Le pari de cette fin, celui du tri-écran, est parfaitement rempli. Car le procédé n’est alors plus seulement théorique : le lien formel évident qu’il a avec l’exaltation d’une armée qui se réveille et reprend confiance, et qui s’ouvre alors à un large champ de possibilités, à une vaste conquête du monde, lui donne tout son poids et sa légitimité. Plus encore qu’avec un cinémascope, le tri-écran écartèle l’espace de manière assez inédite : nous nous retrouvons pour une fois face à un moment de paroxysme formel qui fonctionne, de par son étrange lenteur (la séquence tient presque de l’hypnose), mais aussi parce que la saturation n’est alors plus le moyen, mais le sujet (devenu grand conquérant, Napoléon est partout). Gance peut alors donner libre court à son goût du compositing – une phrase finale (« dans son imaginaire il construit et déconstruit des mondes »), sur ces images Frankenstein faites de mille fragments, dit tout de même le parallèle évident entre les délires de grandeur de Gance, et ceux du personnage historique dans lequel il se projetait.

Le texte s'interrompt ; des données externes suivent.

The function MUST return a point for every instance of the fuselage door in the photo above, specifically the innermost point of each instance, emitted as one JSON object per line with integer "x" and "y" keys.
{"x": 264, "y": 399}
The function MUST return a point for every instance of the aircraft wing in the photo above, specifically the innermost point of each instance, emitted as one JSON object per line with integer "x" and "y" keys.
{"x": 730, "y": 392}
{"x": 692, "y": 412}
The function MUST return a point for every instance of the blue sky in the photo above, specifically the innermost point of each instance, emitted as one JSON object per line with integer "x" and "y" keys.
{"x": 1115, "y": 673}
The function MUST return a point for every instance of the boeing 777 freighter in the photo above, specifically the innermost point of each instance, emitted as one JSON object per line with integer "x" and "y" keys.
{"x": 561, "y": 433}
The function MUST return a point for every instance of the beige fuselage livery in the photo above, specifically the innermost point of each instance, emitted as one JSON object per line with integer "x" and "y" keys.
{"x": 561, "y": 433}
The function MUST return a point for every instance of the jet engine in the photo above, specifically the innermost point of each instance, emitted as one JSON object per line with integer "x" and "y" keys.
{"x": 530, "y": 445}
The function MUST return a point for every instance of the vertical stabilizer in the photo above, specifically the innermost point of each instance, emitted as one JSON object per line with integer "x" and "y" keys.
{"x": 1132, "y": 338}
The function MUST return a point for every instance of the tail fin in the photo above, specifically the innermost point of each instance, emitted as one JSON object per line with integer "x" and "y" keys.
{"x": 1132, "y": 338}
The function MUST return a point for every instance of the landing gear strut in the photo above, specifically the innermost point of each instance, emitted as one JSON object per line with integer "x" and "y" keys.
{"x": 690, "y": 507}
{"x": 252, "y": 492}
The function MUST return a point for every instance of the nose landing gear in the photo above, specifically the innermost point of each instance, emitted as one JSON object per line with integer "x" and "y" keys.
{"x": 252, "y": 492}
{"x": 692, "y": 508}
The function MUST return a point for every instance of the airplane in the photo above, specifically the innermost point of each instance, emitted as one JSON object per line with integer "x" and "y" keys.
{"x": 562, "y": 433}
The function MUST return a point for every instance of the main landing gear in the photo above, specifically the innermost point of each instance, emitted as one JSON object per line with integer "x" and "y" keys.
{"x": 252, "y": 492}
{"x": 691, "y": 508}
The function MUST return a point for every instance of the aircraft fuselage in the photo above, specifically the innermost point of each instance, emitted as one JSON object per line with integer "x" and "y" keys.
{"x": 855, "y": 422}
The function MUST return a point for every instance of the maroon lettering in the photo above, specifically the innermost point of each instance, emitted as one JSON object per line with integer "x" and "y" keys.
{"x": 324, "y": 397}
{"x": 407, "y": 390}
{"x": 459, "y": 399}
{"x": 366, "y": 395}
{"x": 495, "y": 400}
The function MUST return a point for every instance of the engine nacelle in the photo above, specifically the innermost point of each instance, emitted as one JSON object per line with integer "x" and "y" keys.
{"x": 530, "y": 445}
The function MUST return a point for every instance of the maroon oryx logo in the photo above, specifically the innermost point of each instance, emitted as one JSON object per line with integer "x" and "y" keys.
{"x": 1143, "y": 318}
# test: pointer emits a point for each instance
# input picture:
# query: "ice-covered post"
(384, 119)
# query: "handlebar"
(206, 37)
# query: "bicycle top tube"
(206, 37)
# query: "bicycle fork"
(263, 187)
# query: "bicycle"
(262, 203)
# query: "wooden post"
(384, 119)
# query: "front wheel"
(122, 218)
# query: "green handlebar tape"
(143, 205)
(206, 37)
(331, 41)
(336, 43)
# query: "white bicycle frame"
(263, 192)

Impressionnant d’assise, de maîtrise, et d’une profondeur de mise en scène dépassant l’impact des “idées” et innovations locales qu’on a souvent mises en avant, ce double-film donne au fond surtout envie de voir Gance à l’œuvre sur un projet plus intime (pas qu’on doute de son intérêt personnel pour la figure de Napoléon, mais reste qu’il s’agit, comme J’accuse d’ailleurs, d’une sorte de “grand projet officiel”). Quand bien même les batailles prennent une place étonnament réduite dans la fresque totale (laissant une place bienvenue à l’humain), et que le film invente des manières inspirées d’approcher le mythe Napoléon (le choix de commencer par une guerre de boule de neiges), la vision personnelle de Gance se résume pour le reste à la note tenue et quelque peu monocorde, sur sept heures en cela parfois un peu longues, d’une intense fascination.